Not too long ago, someone I love, was laid to rest in Arlington cemetery. He was given the honor that every military serviceman is given, after serving their country. As I watched them fold the flag, and kneel on one knee to present the flag to the family member, my mind drifted back to some study notes, I had written two years ago.

This post is from those notes. So, as always, grab a cup of coffee, and let’s have a conversation.

I’ve been thinking about honor; what it actually is, and what it represents.

As I look at some things in the news, and the behavior of some of our children via social media, I am beginning to see the lack of understanding we have as a nation concerning what it means to honor.

Hebraic Perspectives

Since I began to study life from a Hebraic perspective, much of what I have begun to gain has given me a deeper understanding of honor, a broader perspective of “honor killings”, and a different perspective on even the small interchanges we experience everyday.

Over the past year I have gained a deeper appreciation for why many cultures value a name and honor, above money.

Before I began to study this principle in greater detail, I felt I was respectful of my mother’s “house”. Even though I didn’t live in the actual house anymore, I understood that I represented her “house” where ever I went. It was like being an Emissary, an ambassador.

You Represent

My mother always told us when we were growing up, “you represent me when you walk out of this house”. I understood the concept, but I didn’t gain a rooted understanding until I began to study hebraic perspectives on life, this subject more specifically. As I was going about my own life, my mother’ words “you represent me”,were more important to me than I consciously realized. I would measure many of my decisions by her words. I did not realize it at the time, but she was in a high place of honor in my heart. There were things I would think about doing, that weren’t necessarily bad things, but I thought about how it would reflect on my mother, how it would reflect on our name. It was more important to choose my mother, and our name, over what may have been more convenient, and enjoyable. As I began to study from Hebraic perspectives on life, Christianity, the dynamic of family, and leadership, I found that a cord of blessing was attached to honor. (I have not read John Bevere’s book on Honor, but I hear it is a good resource)

Honor And Christianity

As a Christian, it is even more important. The world has made their own version of what a Christian should be, and I’m not that, nor am I the one who just decideds to live anyway I want to. I live the way I live, because I carry His name. I don’t want His name to be tarnished because of my behavior. It’s not that Christians are not flawed, and broken just as much as the next guy, it’s the fact that I (we ) choose to be in fellowship. When my eyes were opened to the opportunity to know Yeshusa personally, I asked Him to be the influencer in my life. I made a choice. I make a choice everyday to allow those flaws and cracks in my character, to be reshaped by his love, his influence. I choose on a daily basis to grow up, to mature, and put away those things that hurt him (Yeshua). I choose to put off, put away those things that could tarnish His image.

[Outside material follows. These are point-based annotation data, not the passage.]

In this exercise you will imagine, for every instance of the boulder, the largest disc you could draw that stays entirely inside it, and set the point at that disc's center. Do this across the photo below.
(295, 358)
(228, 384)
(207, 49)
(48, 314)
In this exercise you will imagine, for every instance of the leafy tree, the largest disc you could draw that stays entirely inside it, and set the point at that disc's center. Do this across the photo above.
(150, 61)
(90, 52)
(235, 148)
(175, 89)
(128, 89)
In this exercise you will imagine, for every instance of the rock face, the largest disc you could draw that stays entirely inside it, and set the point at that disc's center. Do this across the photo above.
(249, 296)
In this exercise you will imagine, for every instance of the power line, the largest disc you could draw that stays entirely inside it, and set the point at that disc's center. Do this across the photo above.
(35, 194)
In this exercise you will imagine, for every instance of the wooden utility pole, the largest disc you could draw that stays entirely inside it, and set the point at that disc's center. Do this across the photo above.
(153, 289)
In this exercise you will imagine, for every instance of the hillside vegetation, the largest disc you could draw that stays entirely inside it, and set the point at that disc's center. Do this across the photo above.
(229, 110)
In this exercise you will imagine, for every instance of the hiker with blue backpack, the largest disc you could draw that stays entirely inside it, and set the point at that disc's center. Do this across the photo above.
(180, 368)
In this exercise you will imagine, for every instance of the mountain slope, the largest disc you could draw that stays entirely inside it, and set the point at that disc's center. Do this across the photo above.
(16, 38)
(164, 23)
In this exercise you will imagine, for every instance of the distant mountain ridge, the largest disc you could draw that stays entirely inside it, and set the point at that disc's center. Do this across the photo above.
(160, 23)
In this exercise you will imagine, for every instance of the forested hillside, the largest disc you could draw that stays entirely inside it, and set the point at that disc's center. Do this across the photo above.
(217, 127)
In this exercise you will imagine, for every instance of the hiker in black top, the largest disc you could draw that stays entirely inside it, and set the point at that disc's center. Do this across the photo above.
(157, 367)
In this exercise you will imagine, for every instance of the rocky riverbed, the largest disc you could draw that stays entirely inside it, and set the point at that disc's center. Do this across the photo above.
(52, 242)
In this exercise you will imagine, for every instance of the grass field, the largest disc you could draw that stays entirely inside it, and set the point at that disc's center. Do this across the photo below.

Again I am not perfect, but to honor His name I, through and by his influences, do what is best for the name, and not my own personal agenda.

Parents And Honor

Parents understand this well from both sides of the spectrum.

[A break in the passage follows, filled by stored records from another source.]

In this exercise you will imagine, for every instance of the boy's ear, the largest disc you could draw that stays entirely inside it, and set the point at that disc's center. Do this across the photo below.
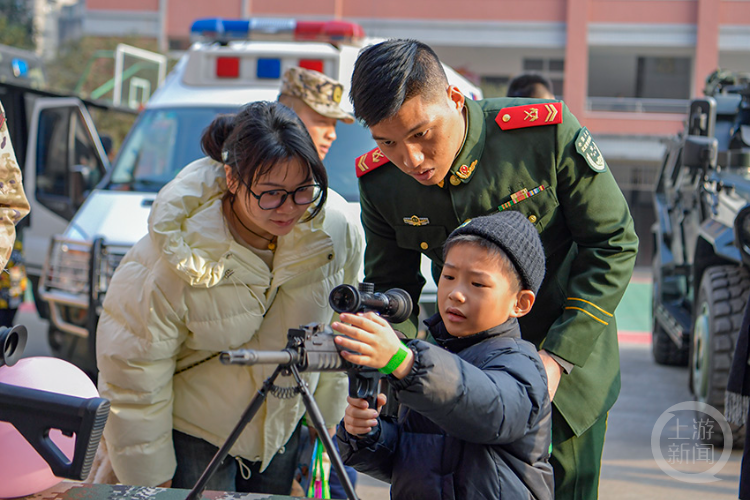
(524, 300)
(231, 179)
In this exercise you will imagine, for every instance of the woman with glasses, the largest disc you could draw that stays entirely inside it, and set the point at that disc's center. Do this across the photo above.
(242, 246)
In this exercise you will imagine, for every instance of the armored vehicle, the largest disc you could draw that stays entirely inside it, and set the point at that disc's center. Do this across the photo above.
(701, 279)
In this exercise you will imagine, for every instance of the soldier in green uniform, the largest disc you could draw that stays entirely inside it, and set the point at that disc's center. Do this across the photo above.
(442, 159)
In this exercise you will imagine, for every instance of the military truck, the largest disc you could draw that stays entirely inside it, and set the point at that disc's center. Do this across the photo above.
(701, 279)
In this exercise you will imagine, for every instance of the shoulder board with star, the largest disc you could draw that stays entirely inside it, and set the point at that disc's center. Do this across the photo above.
(530, 115)
(370, 161)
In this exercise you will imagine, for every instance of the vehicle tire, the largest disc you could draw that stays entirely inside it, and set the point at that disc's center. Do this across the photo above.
(663, 348)
(717, 318)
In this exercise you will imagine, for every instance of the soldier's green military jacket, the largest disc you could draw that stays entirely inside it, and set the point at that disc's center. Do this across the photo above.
(582, 218)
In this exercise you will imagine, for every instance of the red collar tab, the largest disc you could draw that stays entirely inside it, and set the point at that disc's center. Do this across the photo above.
(370, 161)
(530, 115)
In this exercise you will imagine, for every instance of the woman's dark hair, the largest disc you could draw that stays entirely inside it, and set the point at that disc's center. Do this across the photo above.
(390, 73)
(260, 136)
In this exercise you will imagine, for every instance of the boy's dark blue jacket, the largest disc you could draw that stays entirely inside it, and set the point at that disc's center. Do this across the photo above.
(475, 422)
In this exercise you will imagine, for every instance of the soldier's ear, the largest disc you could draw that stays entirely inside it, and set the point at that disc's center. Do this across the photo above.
(456, 97)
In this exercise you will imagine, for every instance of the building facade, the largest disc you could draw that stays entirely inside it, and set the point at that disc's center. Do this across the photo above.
(626, 68)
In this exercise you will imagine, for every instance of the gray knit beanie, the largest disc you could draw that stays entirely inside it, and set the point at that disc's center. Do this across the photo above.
(517, 237)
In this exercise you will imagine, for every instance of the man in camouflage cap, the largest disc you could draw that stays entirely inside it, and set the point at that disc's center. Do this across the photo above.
(13, 203)
(315, 98)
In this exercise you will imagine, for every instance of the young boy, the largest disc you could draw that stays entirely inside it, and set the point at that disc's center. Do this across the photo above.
(475, 416)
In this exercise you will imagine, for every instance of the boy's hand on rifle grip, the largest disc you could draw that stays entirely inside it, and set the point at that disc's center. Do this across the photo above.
(372, 337)
(359, 418)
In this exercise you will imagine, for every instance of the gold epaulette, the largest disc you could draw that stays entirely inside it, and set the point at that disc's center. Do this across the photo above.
(530, 115)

As a parent we do the best we can for our children. We put off, or change behaviors that are not beneficial for our children to see, or experience, because we love them. Their needs become our priority.

As first time parents we read books, go to classes, call our parents, because we don’t want to bring any harm to our baby. We give up what we need at times, so that they can have. You may say It sounds more like love than honor, and you would be correct. To honor is to love, and to love is to honor.

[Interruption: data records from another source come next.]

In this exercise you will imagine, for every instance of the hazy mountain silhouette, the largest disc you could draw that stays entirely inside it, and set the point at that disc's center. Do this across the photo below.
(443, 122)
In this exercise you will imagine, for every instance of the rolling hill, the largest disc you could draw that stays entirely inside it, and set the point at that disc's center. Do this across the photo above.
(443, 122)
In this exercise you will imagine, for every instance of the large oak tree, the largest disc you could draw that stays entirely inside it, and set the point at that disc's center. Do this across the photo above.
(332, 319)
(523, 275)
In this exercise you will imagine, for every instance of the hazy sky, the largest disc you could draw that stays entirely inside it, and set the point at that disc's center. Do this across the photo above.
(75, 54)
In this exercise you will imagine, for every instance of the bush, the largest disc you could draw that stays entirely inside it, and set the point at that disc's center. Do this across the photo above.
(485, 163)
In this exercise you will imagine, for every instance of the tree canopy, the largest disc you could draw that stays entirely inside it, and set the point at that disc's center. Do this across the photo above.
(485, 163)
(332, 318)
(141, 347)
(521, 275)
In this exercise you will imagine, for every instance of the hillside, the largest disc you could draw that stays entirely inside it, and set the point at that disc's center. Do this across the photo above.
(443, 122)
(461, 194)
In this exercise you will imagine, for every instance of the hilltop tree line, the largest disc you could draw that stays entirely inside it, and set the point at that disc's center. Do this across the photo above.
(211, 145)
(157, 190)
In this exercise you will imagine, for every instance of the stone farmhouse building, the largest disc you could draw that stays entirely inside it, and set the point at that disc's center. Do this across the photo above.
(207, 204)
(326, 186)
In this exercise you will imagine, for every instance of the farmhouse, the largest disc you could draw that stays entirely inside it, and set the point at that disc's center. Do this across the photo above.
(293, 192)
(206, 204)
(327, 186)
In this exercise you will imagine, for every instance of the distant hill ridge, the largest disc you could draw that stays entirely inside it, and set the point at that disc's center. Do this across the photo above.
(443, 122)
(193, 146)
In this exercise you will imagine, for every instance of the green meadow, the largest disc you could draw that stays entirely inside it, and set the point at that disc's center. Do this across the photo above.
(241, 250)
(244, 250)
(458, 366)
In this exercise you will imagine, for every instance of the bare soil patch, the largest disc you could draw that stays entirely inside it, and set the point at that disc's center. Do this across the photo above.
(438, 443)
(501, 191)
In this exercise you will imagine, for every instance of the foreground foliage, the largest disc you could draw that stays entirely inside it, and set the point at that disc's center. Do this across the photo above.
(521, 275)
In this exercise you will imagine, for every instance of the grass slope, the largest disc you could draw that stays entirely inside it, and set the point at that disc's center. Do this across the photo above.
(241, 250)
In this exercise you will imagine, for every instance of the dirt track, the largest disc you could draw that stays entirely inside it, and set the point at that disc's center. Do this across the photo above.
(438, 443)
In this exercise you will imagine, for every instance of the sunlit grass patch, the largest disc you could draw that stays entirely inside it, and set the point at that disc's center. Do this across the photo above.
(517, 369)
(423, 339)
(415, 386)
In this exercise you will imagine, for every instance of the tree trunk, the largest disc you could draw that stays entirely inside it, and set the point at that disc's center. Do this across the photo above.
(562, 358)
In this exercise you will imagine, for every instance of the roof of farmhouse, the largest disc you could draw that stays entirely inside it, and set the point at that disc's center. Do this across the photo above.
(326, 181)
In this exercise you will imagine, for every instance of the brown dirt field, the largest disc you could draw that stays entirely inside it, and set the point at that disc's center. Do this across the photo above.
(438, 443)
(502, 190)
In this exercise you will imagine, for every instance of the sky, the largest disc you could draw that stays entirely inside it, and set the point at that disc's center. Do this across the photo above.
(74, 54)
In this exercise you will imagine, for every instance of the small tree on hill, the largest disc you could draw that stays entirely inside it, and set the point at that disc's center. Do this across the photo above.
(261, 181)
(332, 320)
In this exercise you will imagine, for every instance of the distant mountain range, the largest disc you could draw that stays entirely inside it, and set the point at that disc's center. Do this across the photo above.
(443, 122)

When our children become teens, or young adults sometimes it is hard for them to see the spectrum of honor. They may forget you have the wisdom to guide them, and attempt to talk to you, as if you were the child. They have become adults now and may feel a sense of “being equal” this “lack of honor” comes as a shock for us as parents, as elders in our micro communities. It takes discipline to cultivate and maintain a culture of honor.

What Honor Is

Honor is a characteristic, a behavior, a responsibility, that requires continual cultivation, growth and development. Honor is love in disguise. Honor is God’s measure of maturity. Honor expressed is service. Honor spoken is words of respect or none at all. Honor given, is recognizing that those who came before you, can give you wisdom, and should be treated with the respect those years of advanced knowledge gives them.

Honor is the key that unlocks doors of blessing that touches our entire lives.

No one who intends to grow as an individual, is free from the responsibility of honor.